Savcı, iddianamede, görüşme ile ilgili şu tespitleri yaptı:
'İstihbarat birimlerinde çalıştığı düşünülen Yaghoub Ahnoukhosh isimli şahsın oğlu olduğu Abdurrahman ile görüşmede Timur Ağrı isimli şahıs para karşılığı, ülkemizin güvenliği, iç ve dış siyasal yararları bakımından, niteliği itibari ile gizli kalması gereken bilgileri, siyasal ve askeri casusluk maksadı ile temin ettikleri, devlet sırları ve devlete ait stratejik yerlere ait bilgileri başka ülkelere bildirdikleri, paylaştıkları değerlendirilmektedir.'
BDP'NİN YÖNETİMİNİ SORMUŞLAR
İranlı ajanların BDP yönetimi ile ilgili bilgiler istedikleri de ortaya çıktı. Sanıklardan Kamil Aras ifadesinde, "Bir vesile ile İran'a gittiğimde Hacı Ali olarak tanıdığım kişi benimle irtibat kurdu. Bana Türkiye de kendi adlarına çalışan bazı kişilerden bahsetti. Benim de onlara yardımcı olmamı ve bilgi götürmemi istedi. Hatta tekrar gitseydim bana dinleme ile ilgili cihaz vereceklerdi. kabul etmedim ve hemen Iğdır'da polise gelerek İran istihbaratının faaliyetleri hakkında ve beni kullanmak istemeleri ile ilgili bilgi verdim. Benden BDP, valilik ve askeriyenin fotoğraflarını istediler. ayrıcı BDP yönetimine ilişkin bilgi istediler. Ancak bu taleplerini kabul etmedim.

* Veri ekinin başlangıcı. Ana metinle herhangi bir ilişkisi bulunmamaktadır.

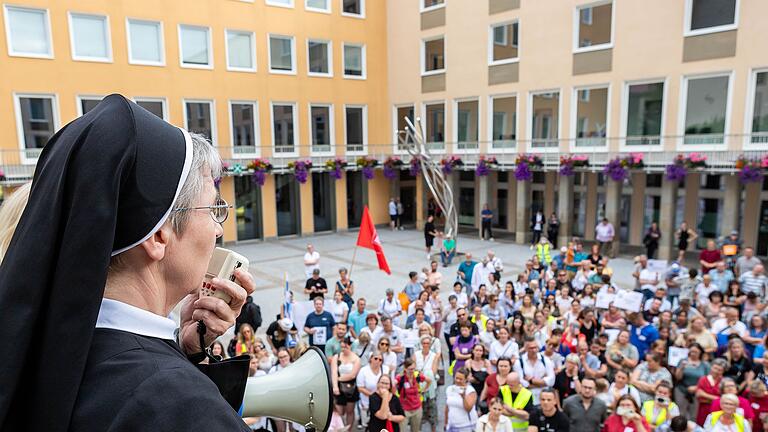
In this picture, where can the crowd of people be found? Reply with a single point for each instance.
(532, 351)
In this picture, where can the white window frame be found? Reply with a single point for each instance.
(577, 22)
(85, 97)
(8, 40)
(282, 5)
(293, 53)
(363, 59)
(256, 131)
(107, 34)
(296, 143)
(423, 8)
(574, 119)
(313, 9)
(750, 111)
(425, 124)
(25, 160)
(688, 17)
(455, 120)
(162, 101)
(212, 103)
(210, 48)
(683, 107)
(395, 119)
(491, 61)
(423, 53)
(131, 60)
(331, 129)
(529, 121)
(252, 36)
(329, 49)
(623, 146)
(362, 10)
(489, 124)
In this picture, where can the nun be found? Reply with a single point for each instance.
(121, 222)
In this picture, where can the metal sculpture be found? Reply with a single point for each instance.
(412, 139)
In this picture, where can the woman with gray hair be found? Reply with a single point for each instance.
(119, 228)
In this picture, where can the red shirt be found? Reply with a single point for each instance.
(614, 423)
(710, 257)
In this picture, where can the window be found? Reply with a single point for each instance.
(283, 128)
(320, 120)
(435, 125)
(198, 118)
(281, 57)
(759, 131)
(591, 117)
(145, 42)
(645, 108)
(355, 128)
(504, 122)
(708, 16)
(155, 106)
(281, 3)
(318, 5)
(28, 32)
(593, 27)
(195, 47)
(354, 61)
(245, 131)
(89, 35)
(354, 8)
(400, 124)
(467, 119)
(87, 103)
(320, 57)
(241, 51)
(545, 119)
(433, 56)
(504, 43)
(706, 106)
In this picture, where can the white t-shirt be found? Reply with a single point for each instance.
(309, 268)
(458, 417)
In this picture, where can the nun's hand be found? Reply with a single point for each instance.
(217, 315)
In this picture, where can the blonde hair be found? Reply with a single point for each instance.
(10, 214)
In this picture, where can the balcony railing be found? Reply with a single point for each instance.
(18, 165)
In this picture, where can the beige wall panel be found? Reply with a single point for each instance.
(710, 46)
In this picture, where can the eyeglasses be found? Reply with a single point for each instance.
(219, 210)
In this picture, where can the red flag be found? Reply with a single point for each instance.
(369, 239)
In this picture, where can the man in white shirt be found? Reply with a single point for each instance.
(311, 261)
(535, 370)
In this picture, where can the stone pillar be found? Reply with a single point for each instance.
(565, 210)
(613, 211)
(667, 226)
(637, 209)
(481, 199)
(523, 219)
(731, 205)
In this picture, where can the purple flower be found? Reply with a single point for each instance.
(368, 172)
(523, 172)
(676, 172)
(259, 177)
(389, 172)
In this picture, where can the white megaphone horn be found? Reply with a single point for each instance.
(300, 393)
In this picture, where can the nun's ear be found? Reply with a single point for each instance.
(156, 245)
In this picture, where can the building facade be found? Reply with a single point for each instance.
(290, 80)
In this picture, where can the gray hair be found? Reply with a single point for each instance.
(204, 158)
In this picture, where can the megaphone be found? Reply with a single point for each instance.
(301, 393)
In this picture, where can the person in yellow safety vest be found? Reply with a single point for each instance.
(660, 408)
(542, 251)
(518, 402)
(727, 419)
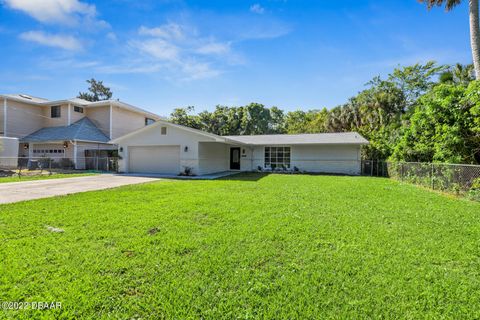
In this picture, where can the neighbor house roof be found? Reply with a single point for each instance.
(314, 138)
(82, 130)
(25, 98)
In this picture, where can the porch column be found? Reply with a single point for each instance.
(111, 118)
(69, 114)
(30, 152)
(75, 154)
(5, 117)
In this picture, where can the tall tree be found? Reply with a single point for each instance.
(474, 26)
(98, 92)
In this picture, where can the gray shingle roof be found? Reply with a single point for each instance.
(314, 138)
(83, 130)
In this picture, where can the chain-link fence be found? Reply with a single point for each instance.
(22, 166)
(453, 178)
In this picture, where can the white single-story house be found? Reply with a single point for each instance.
(168, 148)
(8, 152)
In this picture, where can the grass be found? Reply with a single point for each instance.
(278, 247)
(44, 177)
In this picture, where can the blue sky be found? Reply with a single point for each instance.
(164, 54)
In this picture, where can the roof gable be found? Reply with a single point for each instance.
(82, 130)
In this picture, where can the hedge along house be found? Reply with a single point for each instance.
(167, 148)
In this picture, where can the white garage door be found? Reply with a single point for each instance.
(154, 159)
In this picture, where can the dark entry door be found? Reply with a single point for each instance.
(234, 158)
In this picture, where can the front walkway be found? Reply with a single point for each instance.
(211, 176)
(29, 190)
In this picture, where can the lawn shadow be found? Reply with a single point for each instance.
(245, 176)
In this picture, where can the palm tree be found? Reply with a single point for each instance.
(474, 26)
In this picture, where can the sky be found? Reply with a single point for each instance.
(163, 54)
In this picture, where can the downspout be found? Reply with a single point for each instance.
(4, 117)
(111, 124)
(251, 158)
(74, 152)
(69, 118)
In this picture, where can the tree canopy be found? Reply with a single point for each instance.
(97, 92)
(423, 112)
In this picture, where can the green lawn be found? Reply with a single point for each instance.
(278, 247)
(44, 177)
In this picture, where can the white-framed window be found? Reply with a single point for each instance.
(78, 109)
(149, 121)
(277, 157)
(55, 111)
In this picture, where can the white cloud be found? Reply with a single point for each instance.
(171, 31)
(68, 12)
(175, 50)
(158, 48)
(65, 42)
(111, 36)
(216, 48)
(257, 8)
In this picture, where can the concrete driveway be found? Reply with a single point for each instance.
(29, 190)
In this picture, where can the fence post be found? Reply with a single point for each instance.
(431, 176)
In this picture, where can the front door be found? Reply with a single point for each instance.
(234, 158)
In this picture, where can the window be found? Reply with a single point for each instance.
(78, 109)
(277, 157)
(55, 111)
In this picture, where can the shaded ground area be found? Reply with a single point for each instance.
(247, 246)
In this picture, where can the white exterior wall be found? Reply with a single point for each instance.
(151, 136)
(8, 152)
(343, 159)
(213, 157)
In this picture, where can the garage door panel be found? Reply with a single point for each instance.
(154, 159)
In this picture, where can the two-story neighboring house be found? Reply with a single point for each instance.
(73, 128)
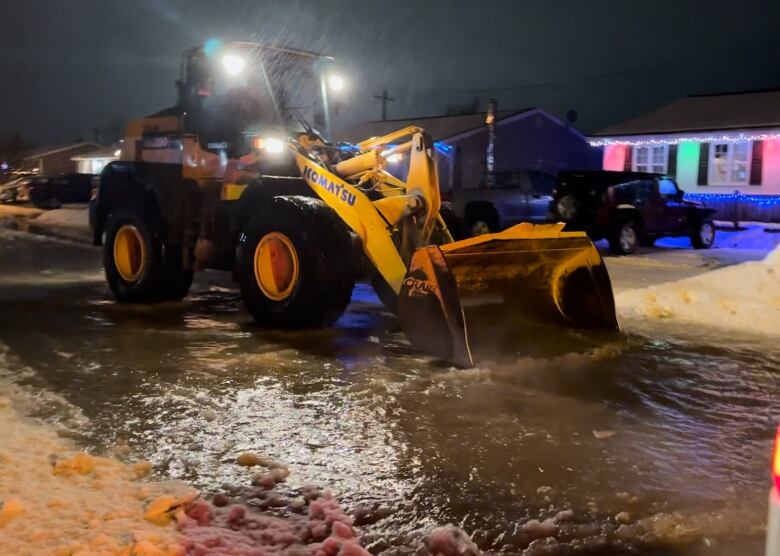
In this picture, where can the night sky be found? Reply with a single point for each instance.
(68, 66)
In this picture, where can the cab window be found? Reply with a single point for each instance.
(667, 188)
(644, 191)
(543, 184)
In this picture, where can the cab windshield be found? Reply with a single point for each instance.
(242, 91)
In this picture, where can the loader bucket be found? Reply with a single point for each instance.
(518, 280)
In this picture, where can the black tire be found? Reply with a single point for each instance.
(480, 221)
(322, 287)
(160, 276)
(567, 209)
(625, 238)
(454, 224)
(703, 234)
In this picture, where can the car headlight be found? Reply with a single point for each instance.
(273, 145)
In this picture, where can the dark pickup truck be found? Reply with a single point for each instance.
(51, 192)
(512, 197)
(629, 209)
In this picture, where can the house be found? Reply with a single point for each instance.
(529, 139)
(93, 162)
(713, 144)
(55, 160)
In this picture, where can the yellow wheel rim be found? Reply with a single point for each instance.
(276, 266)
(129, 253)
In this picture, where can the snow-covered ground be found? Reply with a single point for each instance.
(57, 500)
(734, 303)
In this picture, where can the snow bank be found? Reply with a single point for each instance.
(743, 299)
(57, 501)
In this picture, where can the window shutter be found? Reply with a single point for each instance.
(757, 162)
(671, 163)
(627, 159)
(704, 163)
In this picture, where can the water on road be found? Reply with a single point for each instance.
(656, 446)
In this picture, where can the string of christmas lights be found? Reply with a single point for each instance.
(763, 201)
(737, 137)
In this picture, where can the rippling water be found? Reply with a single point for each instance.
(596, 424)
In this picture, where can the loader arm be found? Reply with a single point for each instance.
(520, 278)
(410, 208)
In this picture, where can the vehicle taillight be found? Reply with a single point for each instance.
(776, 461)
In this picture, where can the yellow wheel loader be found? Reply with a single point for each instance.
(234, 177)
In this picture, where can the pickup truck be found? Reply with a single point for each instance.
(509, 198)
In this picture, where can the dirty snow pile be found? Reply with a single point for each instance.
(61, 502)
(57, 501)
(742, 299)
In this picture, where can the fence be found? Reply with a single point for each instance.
(740, 208)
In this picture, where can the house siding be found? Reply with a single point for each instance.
(688, 159)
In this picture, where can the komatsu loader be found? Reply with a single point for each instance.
(236, 177)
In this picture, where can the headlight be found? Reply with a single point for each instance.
(273, 145)
(233, 64)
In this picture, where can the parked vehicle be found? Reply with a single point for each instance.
(52, 192)
(629, 209)
(15, 191)
(513, 197)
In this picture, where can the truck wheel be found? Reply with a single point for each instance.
(295, 264)
(624, 239)
(703, 235)
(134, 259)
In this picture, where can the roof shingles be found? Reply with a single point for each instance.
(744, 111)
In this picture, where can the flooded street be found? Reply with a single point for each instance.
(656, 445)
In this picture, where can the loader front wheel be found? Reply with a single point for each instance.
(139, 266)
(295, 264)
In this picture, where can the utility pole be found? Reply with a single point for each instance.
(385, 99)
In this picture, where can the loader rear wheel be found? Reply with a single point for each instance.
(139, 267)
(295, 264)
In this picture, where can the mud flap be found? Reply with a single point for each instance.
(503, 284)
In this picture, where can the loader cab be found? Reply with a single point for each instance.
(234, 96)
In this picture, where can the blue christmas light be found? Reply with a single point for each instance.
(443, 148)
(764, 201)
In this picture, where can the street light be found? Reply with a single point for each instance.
(336, 83)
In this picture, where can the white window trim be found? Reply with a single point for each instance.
(648, 167)
(729, 160)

Hiç bir bilgi vermedim" dedi.
İddianamede İranlı ajanların kendilerine bilgi aktaracak Türk ajanları bulmak için yaptıkları plan şöyle anlatıldı:
"İran devleti görevlileri, İran'a ticari amaçlı giden Türk vatandaşlarına önce gümrük kapısında oyalama ve zorluk yaşatıyorlardı. Daha sonra zorluk çeken Türk vatandaşlarına burada yaklaşarak, yardım edip ticari ilişki kurma bahanesiyle onlarla irtibat kurdukları, sonrasında gümrüklerden geçişte kolaylık sağladıkları tespit edilmiştir. Daha sonra bu kişilerden askeri ve siyasi bilgileri casusluk amacıyla istedikleri, karşılığında zaman zaman Türk vatandaşlarına para da verdikleri değerlendirildi."
Sanık Shahram Zargham Khoeı ifadesinde, asansör ve otomatik kapı üreten bir şirkette çalıştığını, söz konusu fotoğrafları çalıştığı şirket için çektiğini öne sürdü. Fotoğraf makinesindeki 143 adet görüntünün 20-30 tanesinin devlet binasına ait olduğunu, GPRS'i geçtikleri yolları işaretleyip tekrar aynı güzergahı bulmak üzere kullandıklarını iddia etti. Khoeı İran'daki askeri binaların çok katlı olduğunu, askeriyeye ait binalarında asansör ihtiyacı olabilecek bina olmadığını ispatlamak amacıyla çektiğini savundu.